Em Anfield, o momento recente desafia a tradição. O Liverpool chega embalado por três vitórias seguidas na Premier League; o Chelsea desembarca pressionado por cinco derrotas consecutivas no torneio. Ainda assim, a rivalidade conta outra história: nos últimos 90 confrontos, os Reds venceram 29 vezes e os Blues 30, com 31 empates e saldo agregado mínimo a favor do Chelsea (104–103).

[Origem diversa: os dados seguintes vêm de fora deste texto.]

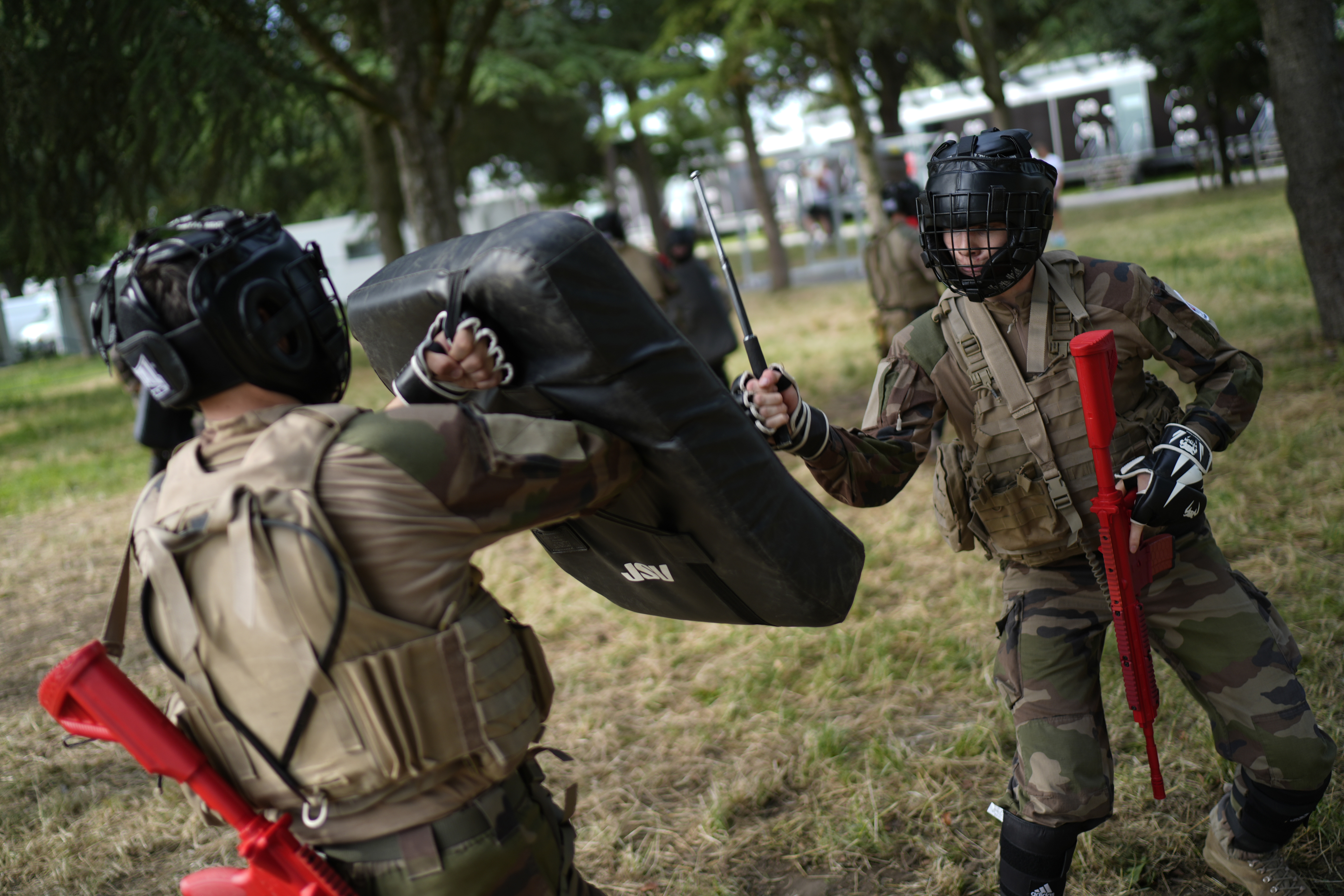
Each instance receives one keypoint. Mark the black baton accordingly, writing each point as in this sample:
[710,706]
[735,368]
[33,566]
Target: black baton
[755,355]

O placar mais frequente é 1-1: ocorreu 15 vezes no geral e 8 em Anfield, prova de um clássico que costuma contrariar roteiros fáceis.
O fator casa, porém, pesa. Nas últimas 39 visitas do Chelsea a Anfield, o Liverpool lidera com 18 vitórias, 12 empates e 9 derrotas, além de 61–42 em gols. A última vitória ligueira dos Blues neste estádio foi em 2021. Na temporada passada, o mando voltou a ditar o rumo: 2-1 para o Liverpool em Anfield e 3-1 para o Chelsea em Stamford Bridge. Margens curtas e vantagem do mandante moldam esta edição.
Pelo recorte atual, o Liverpool tem ferramentas para ampliar a vantagem: controle dos momentos-chave e eficiência nas áreas. A sequência negativa do Chelsea expõe fragilidades sob pressão. Em um duelo tão parelho, o primeiro gol ganha peso extra; a repetição do 1-1 reforça que bola parada, proteção de área e decisões na transição costumam resolver a conta.
Para o Liverpool, estender a série fortalece a inércia competitiva e reafirma Anfield como fortaleza. Para o Chelsea, pontuar é prioridade para estancar a sangria; vencer aqui teria impacto simbólico e prático. A batalha também é mental: os Reds precisam transformar domínio em vantagem no placar; os Blues, desacelerar o jogo, administrar o ambiente e alongar a disputa.
Espera-se intensidade desde o apito inicial. A história aponta para margens mínimas e empate teimoso; o momento pende para o Liverpool. Entre esses vetores, projeta-se um jogo de paciência e precisão, no qual a frieza nas duas áreas decidirá se prevalece a tradição ou a maré vermelha.